Paraesophageal varices. Multiple tortuous veins surround the distal esophagus secondary to portal hypertension. Splenomegaly is also present

Gastrorenal shunts form between the gastric and perigastric varices and drain into the left renal vein via the left inferior phrenic vein and adrenal vein. Splenorenal shunts can be separated into direct and indirect shunts. A direct splenorenal shunt is a direct communication between the splenic vein and left renal vein (Fig. 4.9). These can be large shunts that take a circuitous path and can cause significant enlargement of the left renal vein. Indirect splenorenal shunts represent communication of the splenic vein and left renal vein via the short and posterior gastric veins [22].

Fig. 4.9

Spontaneous splenorenal shunt. A prominent venous collateral (*) extends between the splenic vein (S) and the left renal vein (R), which is segmentally dilated to the level of the IVC

The paraumbilical veins are small veins within the ligamentum teres and falcifom ligament, adjacent to the closed off umbilical vein.

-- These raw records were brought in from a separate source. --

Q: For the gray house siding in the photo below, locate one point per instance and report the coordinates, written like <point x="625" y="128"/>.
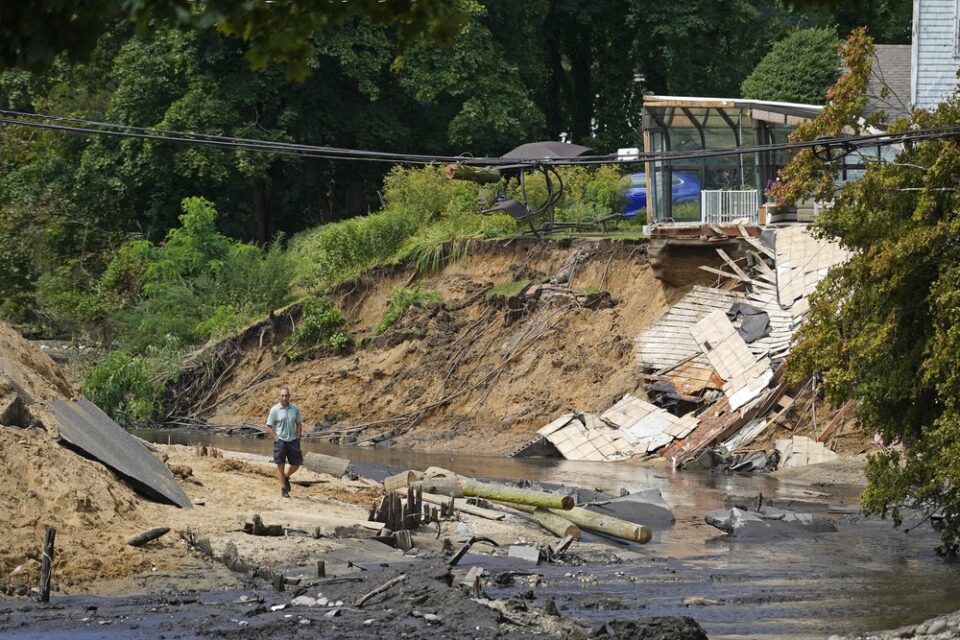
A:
<point x="935" y="52"/>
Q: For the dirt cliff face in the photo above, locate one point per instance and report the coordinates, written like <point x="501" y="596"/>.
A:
<point x="478" y="373"/>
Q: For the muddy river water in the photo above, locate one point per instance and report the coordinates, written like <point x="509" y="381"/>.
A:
<point x="866" y="576"/>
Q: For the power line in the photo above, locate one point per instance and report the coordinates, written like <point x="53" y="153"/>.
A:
<point x="842" y="145"/>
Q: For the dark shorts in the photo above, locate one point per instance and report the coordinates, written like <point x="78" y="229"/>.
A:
<point x="287" y="451"/>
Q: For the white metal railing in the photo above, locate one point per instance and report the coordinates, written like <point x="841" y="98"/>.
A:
<point x="726" y="206"/>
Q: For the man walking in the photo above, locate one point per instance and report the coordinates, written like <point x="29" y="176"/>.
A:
<point x="285" y="424"/>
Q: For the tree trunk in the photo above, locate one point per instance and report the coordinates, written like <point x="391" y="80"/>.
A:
<point x="261" y="211"/>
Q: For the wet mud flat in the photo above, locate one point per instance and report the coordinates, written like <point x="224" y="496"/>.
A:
<point x="864" y="576"/>
<point x="418" y="601"/>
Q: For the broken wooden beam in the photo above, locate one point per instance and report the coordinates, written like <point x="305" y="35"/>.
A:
<point x="473" y="510"/>
<point x="401" y="480"/>
<point x="516" y="495"/>
<point x="46" y="566"/>
<point x="320" y="463"/>
<point x="557" y="525"/>
<point x="145" y="537"/>
<point x="606" y="524"/>
<point x="384" y="587"/>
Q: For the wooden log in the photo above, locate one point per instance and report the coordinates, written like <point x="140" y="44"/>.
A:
<point x="562" y="546"/>
<point x="609" y="525"/>
<point x="46" y="566"/>
<point x="480" y="175"/>
<point x="441" y="486"/>
<point x="320" y="463"/>
<point x="473" y="510"/>
<point x="439" y="472"/>
<point x="505" y="493"/>
<point x="147" y="536"/>
<point x="401" y="480"/>
<point x="386" y="585"/>
<point x="557" y="525"/>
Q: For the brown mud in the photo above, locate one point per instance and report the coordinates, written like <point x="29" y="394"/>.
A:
<point x="479" y="372"/>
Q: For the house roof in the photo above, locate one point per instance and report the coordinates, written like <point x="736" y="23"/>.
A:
<point x="891" y="69"/>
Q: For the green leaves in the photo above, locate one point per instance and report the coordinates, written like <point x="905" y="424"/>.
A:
<point x="882" y="328"/>
<point x="798" y="68"/>
<point x="402" y="299"/>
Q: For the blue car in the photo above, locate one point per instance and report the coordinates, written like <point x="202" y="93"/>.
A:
<point x="686" y="188"/>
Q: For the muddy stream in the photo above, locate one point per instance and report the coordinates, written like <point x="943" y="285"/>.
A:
<point x="866" y="576"/>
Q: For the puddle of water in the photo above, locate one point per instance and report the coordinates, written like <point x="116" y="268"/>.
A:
<point x="867" y="576"/>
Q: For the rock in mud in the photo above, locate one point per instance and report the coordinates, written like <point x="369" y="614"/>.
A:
<point x="654" y="628"/>
<point x="767" y="524"/>
<point x="643" y="507"/>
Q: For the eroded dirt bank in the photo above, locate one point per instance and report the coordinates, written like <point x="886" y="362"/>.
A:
<point x="478" y="371"/>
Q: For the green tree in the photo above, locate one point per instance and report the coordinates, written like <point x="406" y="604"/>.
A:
<point x="798" y="68"/>
<point x="883" y="327"/>
<point x="33" y="34"/>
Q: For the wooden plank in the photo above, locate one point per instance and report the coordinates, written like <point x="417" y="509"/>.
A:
<point x="759" y="246"/>
<point x="732" y="264"/>
<point x="721" y="273"/>
<point x="836" y="421"/>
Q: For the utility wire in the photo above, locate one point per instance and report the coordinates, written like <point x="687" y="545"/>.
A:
<point x="841" y="145"/>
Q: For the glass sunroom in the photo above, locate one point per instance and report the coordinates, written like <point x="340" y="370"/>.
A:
<point x="719" y="188"/>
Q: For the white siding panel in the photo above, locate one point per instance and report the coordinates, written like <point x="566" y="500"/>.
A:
<point x="936" y="52"/>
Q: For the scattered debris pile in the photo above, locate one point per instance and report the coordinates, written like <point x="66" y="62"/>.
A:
<point x="713" y="364"/>
<point x="412" y="499"/>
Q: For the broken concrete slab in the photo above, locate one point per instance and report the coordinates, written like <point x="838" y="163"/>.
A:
<point x="800" y="451"/>
<point x="645" y="507"/>
<point x="83" y="427"/>
<point x="767" y="525"/>
<point x="527" y="553"/>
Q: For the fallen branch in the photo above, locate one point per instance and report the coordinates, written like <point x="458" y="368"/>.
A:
<point x="147" y="536"/>
<point x="463" y="550"/>
<point x="385" y="586"/>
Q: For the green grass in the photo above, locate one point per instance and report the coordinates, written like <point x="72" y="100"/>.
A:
<point x="507" y="289"/>
<point x="402" y="299"/>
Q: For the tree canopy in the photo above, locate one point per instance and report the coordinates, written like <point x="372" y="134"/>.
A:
<point x="883" y="327"/>
<point x="798" y="68"/>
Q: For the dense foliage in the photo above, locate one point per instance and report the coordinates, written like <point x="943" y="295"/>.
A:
<point x="401" y="299"/>
<point x="150" y="248"/>
<point x="884" y="328"/>
<point x="798" y="68"/>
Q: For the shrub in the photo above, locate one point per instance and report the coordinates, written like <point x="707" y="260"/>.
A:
<point x="402" y="299"/>
<point x="452" y="240"/>
<point x="588" y="193"/>
<point x="798" y="68"/>
<point x="129" y="388"/>
<point x="321" y="325"/>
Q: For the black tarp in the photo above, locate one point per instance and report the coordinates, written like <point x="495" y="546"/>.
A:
<point x="755" y="322"/>
<point x="89" y="431"/>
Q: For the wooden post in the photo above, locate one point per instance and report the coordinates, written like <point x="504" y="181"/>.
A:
<point x="319" y="463"/>
<point x="401" y="480"/>
<point x="47" y="565"/>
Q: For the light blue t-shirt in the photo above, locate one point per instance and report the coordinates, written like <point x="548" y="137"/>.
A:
<point x="284" y="420"/>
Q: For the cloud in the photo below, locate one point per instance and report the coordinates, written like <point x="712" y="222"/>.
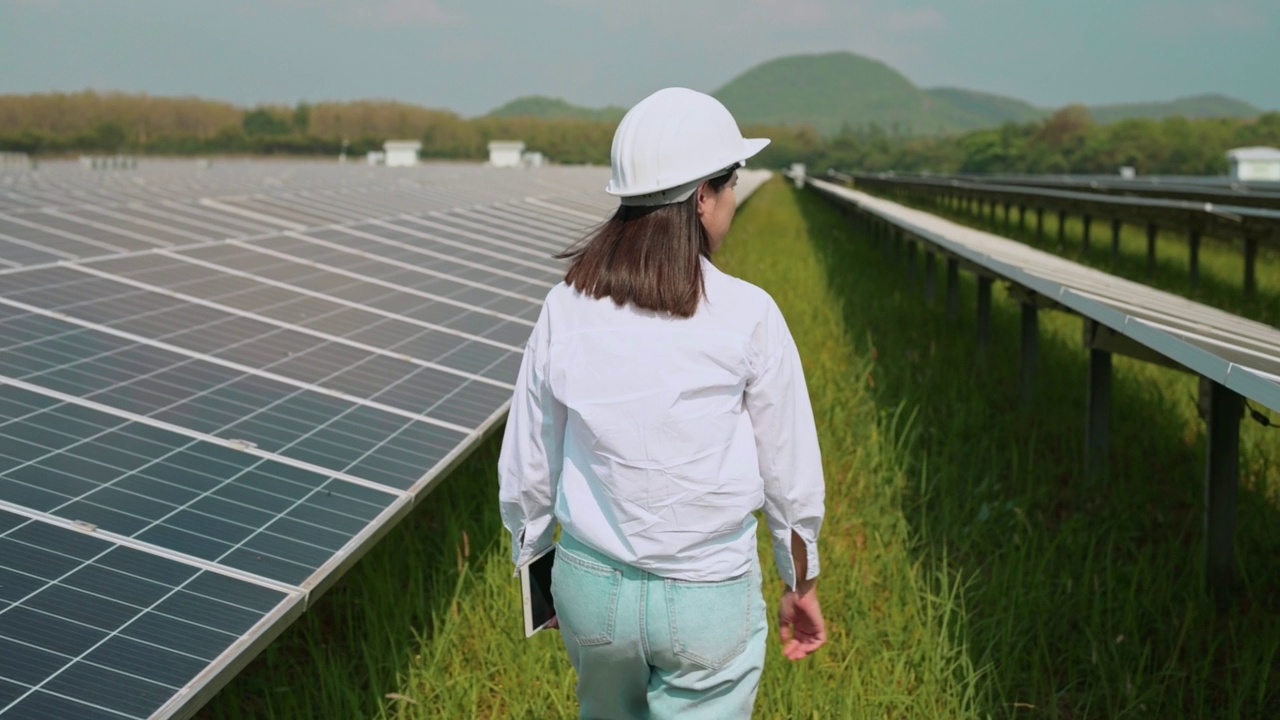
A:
<point x="373" y="13"/>
<point x="1184" y="19"/>
<point x="914" y="21"/>
<point x="423" y="13"/>
<point x="796" y="13"/>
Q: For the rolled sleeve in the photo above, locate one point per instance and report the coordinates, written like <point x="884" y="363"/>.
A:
<point x="531" y="455"/>
<point x="786" y="441"/>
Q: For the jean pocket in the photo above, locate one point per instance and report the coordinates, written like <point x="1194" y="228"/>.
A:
<point x="586" y="597"/>
<point x="711" y="623"/>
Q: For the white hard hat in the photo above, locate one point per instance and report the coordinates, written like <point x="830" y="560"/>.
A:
<point x="672" y="141"/>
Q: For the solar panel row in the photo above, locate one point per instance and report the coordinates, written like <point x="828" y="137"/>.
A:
<point x="218" y="384"/>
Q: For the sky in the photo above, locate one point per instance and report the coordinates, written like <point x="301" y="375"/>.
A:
<point x="472" y="55"/>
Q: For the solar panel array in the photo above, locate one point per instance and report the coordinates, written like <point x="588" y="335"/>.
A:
<point x="1239" y="354"/>
<point x="219" y="383"/>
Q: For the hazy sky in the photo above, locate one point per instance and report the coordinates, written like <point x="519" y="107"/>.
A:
<point x="472" y="55"/>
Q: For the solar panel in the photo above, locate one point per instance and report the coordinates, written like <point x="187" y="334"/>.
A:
<point x="218" y="386"/>
<point x="91" y="628"/>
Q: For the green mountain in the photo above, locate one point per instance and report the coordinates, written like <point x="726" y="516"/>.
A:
<point x="986" y="109"/>
<point x="1196" y="106"/>
<point x="554" y="109"/>
<point x="836" y="90"/>
<point x="832" y="90"/>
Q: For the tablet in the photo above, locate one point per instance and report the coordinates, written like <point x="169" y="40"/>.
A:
<point x="535" y="584"/>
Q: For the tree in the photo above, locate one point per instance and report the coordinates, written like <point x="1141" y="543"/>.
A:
<point x="302" y="118"/>
<point x="264" y="122"/>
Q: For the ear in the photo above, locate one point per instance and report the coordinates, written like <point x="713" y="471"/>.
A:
<point x="704" y="199"/>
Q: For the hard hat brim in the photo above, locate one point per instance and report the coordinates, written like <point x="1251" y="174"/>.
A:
<point x="752" y="146"/>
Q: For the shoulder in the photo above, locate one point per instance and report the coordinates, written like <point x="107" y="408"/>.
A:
<point x="726" y="290"/>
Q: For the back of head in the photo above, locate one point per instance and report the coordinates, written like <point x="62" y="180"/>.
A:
<point x="649" y="253"/>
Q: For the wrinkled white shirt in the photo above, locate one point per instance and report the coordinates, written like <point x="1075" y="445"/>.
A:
<point x="653" y="438"/>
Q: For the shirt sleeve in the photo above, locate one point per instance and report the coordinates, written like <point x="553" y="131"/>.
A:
<point x="786" y="442"/>
<point x="531" y="456"/>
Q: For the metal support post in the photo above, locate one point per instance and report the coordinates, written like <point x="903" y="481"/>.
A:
<point x="983" y="315"/>
<point x="1115" y="241"/>
<point x="1097" y="428"/>
<point x="1193" y="256"/>
<point x="1221" y="488"/>
<point x="1152" y="231"/>
<point x="952" y="288"/>
<point x="1251" y="260"/>
<point x="1031" y="350"/>
<point x="931" y="277"/>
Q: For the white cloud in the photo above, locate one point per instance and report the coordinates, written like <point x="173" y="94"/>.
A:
<point x="376" y="13"/>
<point x="1184" y="19"/>
<point x="914" y="21"/>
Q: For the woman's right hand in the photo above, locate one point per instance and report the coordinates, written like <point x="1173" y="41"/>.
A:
<point x="800" y="624"/>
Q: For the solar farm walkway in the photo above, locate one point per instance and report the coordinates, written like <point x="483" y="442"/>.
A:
<point x="1237" y="359"/>
<point x="219" y="386"/>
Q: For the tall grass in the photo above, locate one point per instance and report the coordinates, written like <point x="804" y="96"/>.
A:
<point x="969" y="569"/>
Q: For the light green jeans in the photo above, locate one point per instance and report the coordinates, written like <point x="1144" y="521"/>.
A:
<point x="647" y="646"/>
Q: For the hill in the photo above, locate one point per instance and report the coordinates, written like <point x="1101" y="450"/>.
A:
<point x="554" y="109"/>
<point x="831" y="91"/>
<point x="1197" y="106"/>
<point x="836" y="90"/>
<point x="986" y="109"/>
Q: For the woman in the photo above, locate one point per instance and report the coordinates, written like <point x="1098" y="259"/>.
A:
<point x="659" y="404"/>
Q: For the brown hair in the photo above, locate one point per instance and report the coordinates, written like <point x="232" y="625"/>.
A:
<point x="649" y="256"/>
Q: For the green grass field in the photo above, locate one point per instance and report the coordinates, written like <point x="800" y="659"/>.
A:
<point x="969" y="569"/>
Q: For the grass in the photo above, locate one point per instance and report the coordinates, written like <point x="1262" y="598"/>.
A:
<point x="969" y="569"/>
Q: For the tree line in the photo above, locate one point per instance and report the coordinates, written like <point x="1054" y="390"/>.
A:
<point x="1069" y="141"/>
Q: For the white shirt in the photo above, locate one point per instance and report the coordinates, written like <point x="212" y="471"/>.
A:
<point x="653" y="438"/>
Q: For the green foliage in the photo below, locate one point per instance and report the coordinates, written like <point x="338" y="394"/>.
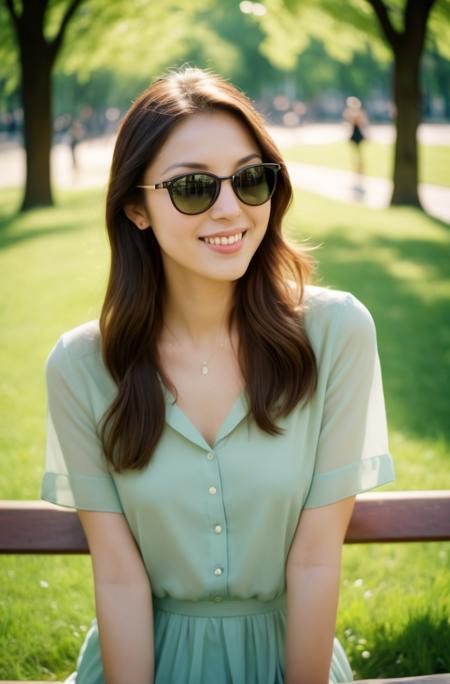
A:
<point x="343" y="27"/>
<point x="395" y="598"/>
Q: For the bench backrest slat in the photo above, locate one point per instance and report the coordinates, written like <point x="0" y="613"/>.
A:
<point x="39" y="527"/>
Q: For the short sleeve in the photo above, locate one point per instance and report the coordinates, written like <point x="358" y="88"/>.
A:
<point x="76" y="473"/>
<point x="352" y="452"/>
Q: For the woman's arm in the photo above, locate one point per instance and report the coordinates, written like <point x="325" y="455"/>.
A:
<point x="312" y="577"/>
<point x="123" y="599"/>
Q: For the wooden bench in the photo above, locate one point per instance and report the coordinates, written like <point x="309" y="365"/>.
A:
<point x="34" y="527"/>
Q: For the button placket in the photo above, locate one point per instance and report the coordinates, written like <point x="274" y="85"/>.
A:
<point x="216" y="525"/>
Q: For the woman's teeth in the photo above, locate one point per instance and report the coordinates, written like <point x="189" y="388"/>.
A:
<point x="230" y="240"/>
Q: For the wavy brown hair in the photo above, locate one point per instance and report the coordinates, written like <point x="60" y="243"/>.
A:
<point x="275" y="355"/>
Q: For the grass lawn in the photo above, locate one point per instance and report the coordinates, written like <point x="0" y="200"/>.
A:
<point x="395" y="599"/>
<point x="434" y="160"/>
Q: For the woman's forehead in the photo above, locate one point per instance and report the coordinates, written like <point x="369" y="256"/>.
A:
<point x="205" y="138"/>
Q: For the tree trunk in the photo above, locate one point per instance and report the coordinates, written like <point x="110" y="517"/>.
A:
<point x="408" y="105"/>
<point x="38" y="123"/>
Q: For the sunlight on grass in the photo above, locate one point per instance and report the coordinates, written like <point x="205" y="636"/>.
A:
<point x="434" y="160"/>
<point x="395" y="599"/>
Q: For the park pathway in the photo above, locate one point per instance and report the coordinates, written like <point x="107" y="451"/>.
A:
<point x="94" y="158"/>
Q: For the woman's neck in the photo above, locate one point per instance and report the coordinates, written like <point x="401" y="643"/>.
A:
<point x="198" y="313"/>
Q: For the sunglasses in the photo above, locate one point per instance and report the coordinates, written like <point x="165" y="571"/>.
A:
<point x="194" y="193"/>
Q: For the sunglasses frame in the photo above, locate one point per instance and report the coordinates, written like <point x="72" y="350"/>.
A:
<point x="168" y="185"/>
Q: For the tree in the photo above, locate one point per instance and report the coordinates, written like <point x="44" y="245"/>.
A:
<point x="407" y="46"/>
<point x="398" y="30"/>
<point x="37" y="57"/>
<point x="138" y="36"/>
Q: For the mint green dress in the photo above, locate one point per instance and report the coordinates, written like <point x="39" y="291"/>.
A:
<point x="214" y="523"/>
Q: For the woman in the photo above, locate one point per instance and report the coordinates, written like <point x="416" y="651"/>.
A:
<point x="214" y="426"/>
<point x="357" y="119"/>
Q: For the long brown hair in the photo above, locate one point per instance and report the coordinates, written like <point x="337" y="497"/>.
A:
<point x="275" y="355"/>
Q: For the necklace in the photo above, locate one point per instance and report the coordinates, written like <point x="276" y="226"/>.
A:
<point x="204" y="369"/>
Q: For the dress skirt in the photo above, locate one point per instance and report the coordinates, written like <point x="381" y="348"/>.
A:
<point x="225" y="642"/>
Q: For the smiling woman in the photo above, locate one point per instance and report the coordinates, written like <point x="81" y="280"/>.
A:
<point x="213" y="427"/>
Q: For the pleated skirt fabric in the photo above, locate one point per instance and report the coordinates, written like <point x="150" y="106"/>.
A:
<point x="199" y="642"/>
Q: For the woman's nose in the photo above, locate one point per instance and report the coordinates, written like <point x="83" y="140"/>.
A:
<point x="227" y="205"/>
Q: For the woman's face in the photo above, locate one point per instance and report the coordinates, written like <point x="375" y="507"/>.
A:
<point x="219" y="143"/>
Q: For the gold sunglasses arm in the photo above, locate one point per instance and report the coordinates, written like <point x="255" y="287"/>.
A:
<point x="151" y="187"/>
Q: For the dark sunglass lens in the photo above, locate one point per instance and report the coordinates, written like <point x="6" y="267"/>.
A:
<point x="255" y="184"/>
<point x="193" y="193"/>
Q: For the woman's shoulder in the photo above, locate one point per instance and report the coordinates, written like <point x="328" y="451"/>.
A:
<point x="76" y="344"/>
<point x="334" y="310"/>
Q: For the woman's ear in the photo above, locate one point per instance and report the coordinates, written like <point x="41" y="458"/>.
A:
<point x="138" y="215"/>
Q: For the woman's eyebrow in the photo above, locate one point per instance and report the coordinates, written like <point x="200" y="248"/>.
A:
<point x="204" y="167"/>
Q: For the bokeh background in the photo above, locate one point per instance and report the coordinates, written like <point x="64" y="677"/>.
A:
<point x="69" y="70"/>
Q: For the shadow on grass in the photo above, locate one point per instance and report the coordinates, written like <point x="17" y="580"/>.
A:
<point x="420" y="648"/>
<point x="412" y="324"/>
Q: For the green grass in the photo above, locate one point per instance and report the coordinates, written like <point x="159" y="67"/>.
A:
<point x="434" y="160"/>
<point x="395" y="599"/>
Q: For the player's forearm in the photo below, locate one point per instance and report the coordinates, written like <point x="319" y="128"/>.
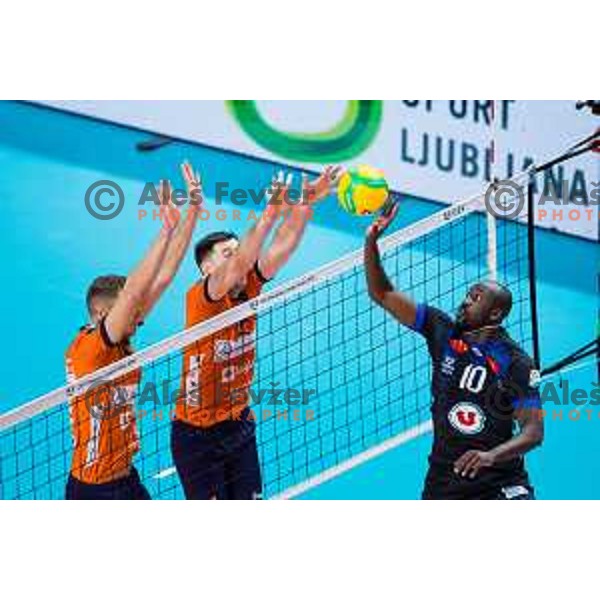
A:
<point x="377" y="279"/>
<point x="530" y="437"/>
<point x="177" y="249"/>
<point x="401" y="306"/>
<point x="141" y="278"/>
<point x="252" y="243"/>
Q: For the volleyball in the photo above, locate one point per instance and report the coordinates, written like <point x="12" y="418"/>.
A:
<point x="362" y="190"/>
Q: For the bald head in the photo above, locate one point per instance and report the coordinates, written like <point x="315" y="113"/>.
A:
<point x="486" y="303"/>
<point x="500" y="297"/>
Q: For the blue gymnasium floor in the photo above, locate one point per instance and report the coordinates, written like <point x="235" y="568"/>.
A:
<point x="53" y="248"/>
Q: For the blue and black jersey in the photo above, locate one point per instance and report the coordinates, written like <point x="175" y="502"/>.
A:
<point x="476" y="389"/>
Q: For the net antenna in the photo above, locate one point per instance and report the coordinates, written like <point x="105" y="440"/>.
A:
<point x="492" y="229"/>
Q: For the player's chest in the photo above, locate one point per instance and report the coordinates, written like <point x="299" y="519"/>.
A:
<point x="467" y="368"/>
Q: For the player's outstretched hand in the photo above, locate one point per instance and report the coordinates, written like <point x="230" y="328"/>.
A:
<point x="383" y="221"/>
<point x="319" y="188"/>
<point x="170" y="213"/>
<point x="471" y="462"/>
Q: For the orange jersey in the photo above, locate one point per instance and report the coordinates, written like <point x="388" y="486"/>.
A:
<point x="219" y="368"/>
<point x="102" y="419"/>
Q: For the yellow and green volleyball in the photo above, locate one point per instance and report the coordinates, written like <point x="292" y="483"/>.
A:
<point x="362" y="190"/>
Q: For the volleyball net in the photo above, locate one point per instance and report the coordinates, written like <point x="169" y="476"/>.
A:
<point x="336" y="380"/>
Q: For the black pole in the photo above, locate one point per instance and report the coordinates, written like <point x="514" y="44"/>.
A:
<point x="532" y="274"/>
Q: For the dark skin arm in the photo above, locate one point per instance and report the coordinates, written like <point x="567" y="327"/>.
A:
<point x="401" y="306"/>
<point x="530" y="436"/>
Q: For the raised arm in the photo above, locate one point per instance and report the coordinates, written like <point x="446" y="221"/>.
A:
<point x="123" y="317"/>
<point x="180" y="238"/>
<point x="290" y="232"/>
<point x="380" y="287"/>
<point x="228" y="274"/>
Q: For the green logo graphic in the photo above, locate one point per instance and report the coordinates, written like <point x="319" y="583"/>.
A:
<point x="352" y="135"/>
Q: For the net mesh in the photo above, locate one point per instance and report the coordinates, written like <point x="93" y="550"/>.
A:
<point x="337" y="375"/>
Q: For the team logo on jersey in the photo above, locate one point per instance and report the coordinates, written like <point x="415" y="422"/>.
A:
<point x="467" y="418"/>
<point x="448" y="365"/>
<point x="226" y="350"/>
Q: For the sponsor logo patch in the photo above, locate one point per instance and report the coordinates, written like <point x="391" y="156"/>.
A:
<point x="467" y="418"/>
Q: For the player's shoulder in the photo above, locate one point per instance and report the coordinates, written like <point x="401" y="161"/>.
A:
<point x="426" y="313"/>
<point x="199" y="305"/>
<point x="85" y="338"/>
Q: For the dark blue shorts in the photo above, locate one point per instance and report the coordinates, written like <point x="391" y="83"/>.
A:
<point x="126" y="488"/>
<point x="218" y="462"/>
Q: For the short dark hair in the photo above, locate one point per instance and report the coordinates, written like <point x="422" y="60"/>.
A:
<point x="207" y="243"/>
<point x="105" y="285"/>
<point x="502" y="297"/>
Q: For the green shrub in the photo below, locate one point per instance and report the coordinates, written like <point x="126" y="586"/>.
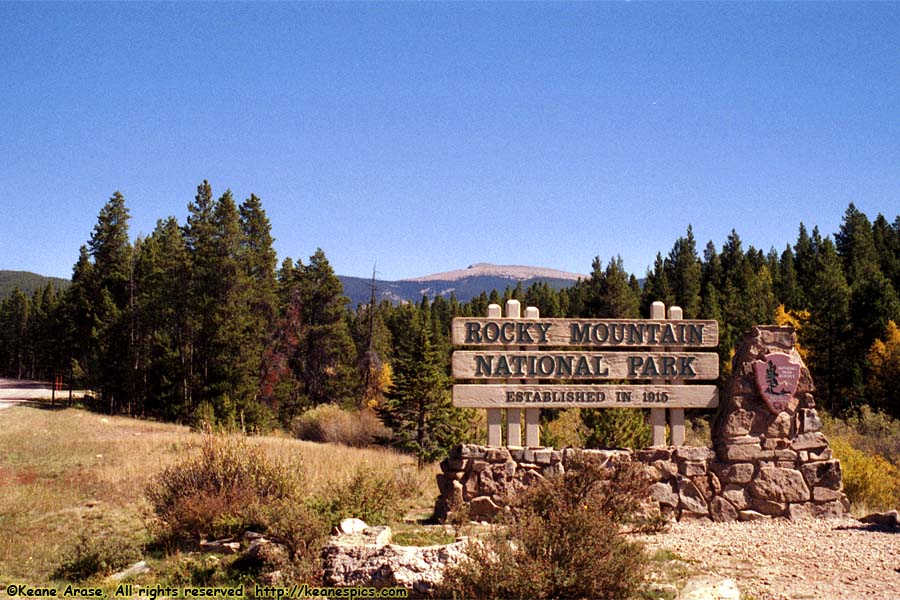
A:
<point x="870" y="482"/>
<point x="564" y="538"/>
<point x="331" y="424"/>
<point x="97" y="551"/>
<point x="374" y="496"/>
<point x="563" y="428"/>
<point x="221" y="492"/>
<point x="616" y="428"/>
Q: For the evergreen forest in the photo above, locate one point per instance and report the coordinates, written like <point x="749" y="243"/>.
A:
<point x="199" y="323"/>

Although it was initially postulated that the umbilical vein recanalizes, Lafortune et al. demonstrated that in fact the paraumbilical veins collateralize with the SVC (via the superior epigastric or internal thoracic veins) or with the IVC (via the inferior epigastric and external iliac veins) in the setting of portal hypertension [27]. Although a recanalized paraumbilical vein increases the predisposition to hepatic encephalopathy, it also tends to correlate with smaller esophageal and gastric varices, therefore, indicating a decreased risk for significant variceal gastrointestinal bleeding [28].

Sometimes the paraumbilical veins connect with subcutaneous abdominal wall veins creating the “caput medusae” pattern (Fig. 4.10) [29, 22]. Such abdominal wall collaterals are a potential source of bleeding during laparoscopic surgeries and their presence (discovered on physical examination or with imaging) will prompt surgeons to modify umbilical trocar placement [30].